Macky Sall a réussi l’impensable : mettre Abdoulaye Wade, 85 ans, en ballottage. Le second tour de l’élection présidentielle est prévu le 18 mars.
De notre envoyé spécial à Dakar Bruno FANUCCHI
« Sall tour de Macky à Wade », titrait hier « le Quotidien » en jouant sur le nom du candidat qui a réussi à mettre en ballottage le président sénégalais, Abdoulaye Wade, 85 ans. Et à le contraindre à un second tour, a priori programmé pour le 18 mars. Une issue que le vieux chef d’Etat contesté jugeait jusque-là impensable.

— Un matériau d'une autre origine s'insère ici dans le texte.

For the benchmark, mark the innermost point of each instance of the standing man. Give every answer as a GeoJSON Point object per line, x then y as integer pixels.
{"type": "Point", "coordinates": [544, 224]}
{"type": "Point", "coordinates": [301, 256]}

Dimanche soir, en apprenant les résultats très provisoires qui mettraient les deux adversaires au coude à coude (environ 30% des voix chacun), les partisans de celui que tout le monde appelle Macky jubilaient, comme si la victoire finale leur était déjà acquise. « Le peuple nous a choisis. Obliger Wade à un second tour, c’est déjà une superbe victoire », jubile Aïssata Sall, 29 ans, une lointaine parente venue de France pour participer à sa « caravane » de campagne. « Champagne pour tout le monde, même pour les musulmans », s’écrie Abou, l’un de ses conseillers, au quartier général de Macky 2012, niché dans le quartier Liberté-VI de Dakar. « On va mettre démocratiquement le Vieux dehors! » se félicite son directeur de campagne, qui avait pourtant fait celles du Gorgui (le vieux, en wolof) en 2000 et 2007.
Dans un grand concert de klaxons et de sono poussée à fond, tout le quartier commence à se rassembler, chanter et danser devant le QG dès les premières tendances connues. « Ils sont pressés de faire la fête », lâche Macky en apparaissant au balcon vers 20h30, dimanche, pour saluer ses partisans. « Un second tour est inéluctable », confie-t-il en privé. Il faudra attendre 2h30 pour qu’il mette en garde « les apprentis sorciers contre toute tentative de confiscation de cette volonté populaire ». En d’autres termes : que Wade ne tente pas de « passer en force ».
Pas de triomphalisme
Car Macky Sall, qui estime avoir gagné les « plus grands départements du Sénégal », connaît trop bien le vieux président pour ne pas faire de triomphalisme hâtif. Agé de 50 ans, et donc né après l’indépendance, Sall est en effet un enfant du Sopi (le changement, en wolof), ce mouvement qui porta en mars 2000 le libéral Wade à la tête de l’Etat en mettant fin à quarante ans de pouvoir du Parti socialiste dans le pays. Ingénieur né à Fatick (centre-ouest du pays), dont il est aujourd’hui le maire, il participe activement à cette campagne du changement. Remarqué par le nouveau président Wade, il devient son homme de confiance. Son ascension, sous l’aile d’Abdoulaye Wade, est fulgurante à partir de 2004 : ministre des Mines, ministre de l’Intérieur, puis Premier ministre. En 2007, il dirige même la campagne de celui qui sera son adversaire cinq ans plus tard. Wade est triomphalement réélu avec 56% des voix dès le premier tour.
Elu dans la foulée président de l’Assemblée nationale, Macky Sall tombe cependant en disgrâce en 2008, car il s’intéresse de trop près — dit-on — aux affaires de Karim, le fils du président. Leurs chemins se séparent alors définitivement. Depuis, Macky Sall a créé l’Alliance pour la République, déterminé à jouer sa carte personnelle… Il est peut-être sur le point de remporter la mise dans un peu moins de trois semaines.